Additionally, previous research suggests that observers’ skill in explicit segmentation tasks (e.g., Zacks et al., 2006) and the extent to which they implicitly increase attention to event boundaries (e.g., Hard et al., 2011) positively predicts event memory. In light of such findings, we anticipated that viewers’ log10 dwell times, specifically dwell times for event boundaries, would positively predict the number of activities they were able to recall. This prediction was confirmed; viewers’ average log10 dwell time for boundary slides in a given slideshow was significantly positively correlated with the number of activities recalled from that slideshow, r(242) = .37, p < .001, 95% CI [.26, .47]. However, the log10 dwell time to within-unit slides was also predictive of the number of actions recalled, r(242) = .37, p < .001, 95% CI [.26, .48], suggesting that this relation was not unique to boundary slides. As well, when controlling for log10 dwell time to within-unit slides, the correlation between boundary slides and number of actions recalled was no longer observed, r(242) = .01, p = .88. Therefore, this package of findings seems best described as a correlation between average per-slide log10 dwell time and recall, r(242) = .37, p < .001, 95% CI [.26, .48]. Perhaps unsurprisingly, participants who, on average, displayed longer per-slide attention to a given slideshow were able to recall more actions from the activity stream depicted in that slideshow.

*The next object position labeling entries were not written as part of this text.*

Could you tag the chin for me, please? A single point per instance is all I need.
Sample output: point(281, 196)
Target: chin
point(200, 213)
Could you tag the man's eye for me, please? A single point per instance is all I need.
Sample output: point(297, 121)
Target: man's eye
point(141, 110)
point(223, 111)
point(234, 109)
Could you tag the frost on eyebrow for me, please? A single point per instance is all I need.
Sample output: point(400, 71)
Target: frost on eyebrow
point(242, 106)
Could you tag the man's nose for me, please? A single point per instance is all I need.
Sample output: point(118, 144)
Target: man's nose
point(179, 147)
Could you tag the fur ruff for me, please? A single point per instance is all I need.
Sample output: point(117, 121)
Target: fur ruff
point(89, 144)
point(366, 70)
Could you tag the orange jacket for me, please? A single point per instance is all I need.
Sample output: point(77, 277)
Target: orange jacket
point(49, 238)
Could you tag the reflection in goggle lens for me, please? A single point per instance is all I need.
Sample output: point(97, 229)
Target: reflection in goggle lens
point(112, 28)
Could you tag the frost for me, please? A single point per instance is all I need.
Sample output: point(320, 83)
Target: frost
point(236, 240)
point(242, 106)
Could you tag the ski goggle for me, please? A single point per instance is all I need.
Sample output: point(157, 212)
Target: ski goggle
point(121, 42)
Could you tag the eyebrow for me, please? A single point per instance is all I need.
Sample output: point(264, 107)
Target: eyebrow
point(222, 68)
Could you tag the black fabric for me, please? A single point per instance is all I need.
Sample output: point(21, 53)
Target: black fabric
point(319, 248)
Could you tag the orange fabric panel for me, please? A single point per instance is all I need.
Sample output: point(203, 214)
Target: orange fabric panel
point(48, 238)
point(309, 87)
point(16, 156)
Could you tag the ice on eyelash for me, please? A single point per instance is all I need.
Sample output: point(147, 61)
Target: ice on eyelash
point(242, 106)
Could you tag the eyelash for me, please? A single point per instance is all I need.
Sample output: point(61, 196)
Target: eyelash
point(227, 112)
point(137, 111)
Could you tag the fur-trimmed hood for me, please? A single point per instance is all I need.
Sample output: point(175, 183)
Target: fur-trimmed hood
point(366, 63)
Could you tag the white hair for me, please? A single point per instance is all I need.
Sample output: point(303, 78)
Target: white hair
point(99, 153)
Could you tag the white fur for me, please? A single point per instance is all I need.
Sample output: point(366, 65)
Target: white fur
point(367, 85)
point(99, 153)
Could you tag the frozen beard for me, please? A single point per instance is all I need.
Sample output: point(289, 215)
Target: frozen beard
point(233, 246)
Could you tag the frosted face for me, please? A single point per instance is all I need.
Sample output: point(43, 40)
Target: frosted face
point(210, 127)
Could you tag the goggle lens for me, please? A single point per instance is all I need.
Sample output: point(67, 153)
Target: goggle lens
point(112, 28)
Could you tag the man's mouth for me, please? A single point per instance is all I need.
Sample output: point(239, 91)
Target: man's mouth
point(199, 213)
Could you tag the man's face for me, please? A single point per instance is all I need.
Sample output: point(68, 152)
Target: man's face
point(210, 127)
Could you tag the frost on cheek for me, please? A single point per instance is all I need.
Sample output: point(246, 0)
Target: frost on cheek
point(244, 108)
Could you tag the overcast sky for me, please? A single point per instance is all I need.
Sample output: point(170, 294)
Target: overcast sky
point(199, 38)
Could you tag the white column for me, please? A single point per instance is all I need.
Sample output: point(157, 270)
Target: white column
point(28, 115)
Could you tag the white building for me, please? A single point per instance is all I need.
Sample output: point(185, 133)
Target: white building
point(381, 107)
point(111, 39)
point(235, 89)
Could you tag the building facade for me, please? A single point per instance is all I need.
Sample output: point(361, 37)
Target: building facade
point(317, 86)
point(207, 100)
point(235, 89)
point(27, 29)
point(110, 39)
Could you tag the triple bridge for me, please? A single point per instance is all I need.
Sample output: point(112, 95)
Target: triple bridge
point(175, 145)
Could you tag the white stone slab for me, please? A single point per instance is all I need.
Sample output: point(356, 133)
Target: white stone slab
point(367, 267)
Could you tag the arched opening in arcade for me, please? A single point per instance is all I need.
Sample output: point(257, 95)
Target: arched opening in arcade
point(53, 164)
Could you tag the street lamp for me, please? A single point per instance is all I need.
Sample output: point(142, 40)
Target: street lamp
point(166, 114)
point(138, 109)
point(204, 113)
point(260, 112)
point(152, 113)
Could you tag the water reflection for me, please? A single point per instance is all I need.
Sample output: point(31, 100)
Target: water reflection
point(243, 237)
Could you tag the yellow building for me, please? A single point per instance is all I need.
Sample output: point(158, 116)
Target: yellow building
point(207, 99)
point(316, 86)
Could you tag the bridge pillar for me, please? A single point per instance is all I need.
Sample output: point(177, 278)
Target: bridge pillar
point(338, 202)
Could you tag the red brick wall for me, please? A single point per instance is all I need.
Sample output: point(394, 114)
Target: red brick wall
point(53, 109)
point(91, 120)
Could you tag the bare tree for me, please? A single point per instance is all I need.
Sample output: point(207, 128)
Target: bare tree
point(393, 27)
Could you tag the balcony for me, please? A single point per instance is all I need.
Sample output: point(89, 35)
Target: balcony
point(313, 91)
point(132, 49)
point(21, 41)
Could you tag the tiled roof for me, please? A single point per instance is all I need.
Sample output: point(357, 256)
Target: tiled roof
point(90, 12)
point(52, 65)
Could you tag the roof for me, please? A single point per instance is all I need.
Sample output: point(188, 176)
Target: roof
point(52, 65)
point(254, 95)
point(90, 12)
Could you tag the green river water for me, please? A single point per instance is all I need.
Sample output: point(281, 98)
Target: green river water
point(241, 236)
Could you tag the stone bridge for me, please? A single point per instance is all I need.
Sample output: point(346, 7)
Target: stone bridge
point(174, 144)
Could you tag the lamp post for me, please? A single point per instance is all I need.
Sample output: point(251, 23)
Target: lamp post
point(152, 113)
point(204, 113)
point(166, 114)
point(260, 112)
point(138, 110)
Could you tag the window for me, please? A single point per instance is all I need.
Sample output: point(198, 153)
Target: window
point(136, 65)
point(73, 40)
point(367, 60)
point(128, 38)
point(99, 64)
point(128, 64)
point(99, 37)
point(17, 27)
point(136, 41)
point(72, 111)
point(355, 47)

Of interest in our final analysis was the degree to which dwell time was predictive of event memory above and beyond the effects of resolution. In this regression analysis, we predicted participants’ memory score for each slideshow that they viewed from their average log10 dwell time, the resolution at which they viewed that slideshow, and their interaction. We found that these predictors together explained a significant amount of variance (18%) in recall scores, R2 = .18, F(3, 240) = 18.01, p < .001. Again, participants’ log10 dwell times were predictive of free recall scores, β = 0.43, t(240) = 6.90, p < .001. As in our earlier analysis comparing recall for 1-fps versus 2-fps slideshows, we found that resolution was not a significant predictor of recall scores, β = −0.14, t(240) = −0.81, p = .42. There was also no interaction between log10 dwell time and resolution, β = 0.03, t(240) = 0.54, p = .59, suggesting that log10 dwell time was a positive predictor of recall across both levels of resolution. In sum, participants’ average per-slide log10 dwell time for a given slideshow appears to have been uniquely predictive of the number of actions they recalled and, again, this effect was robust to differences in resolution.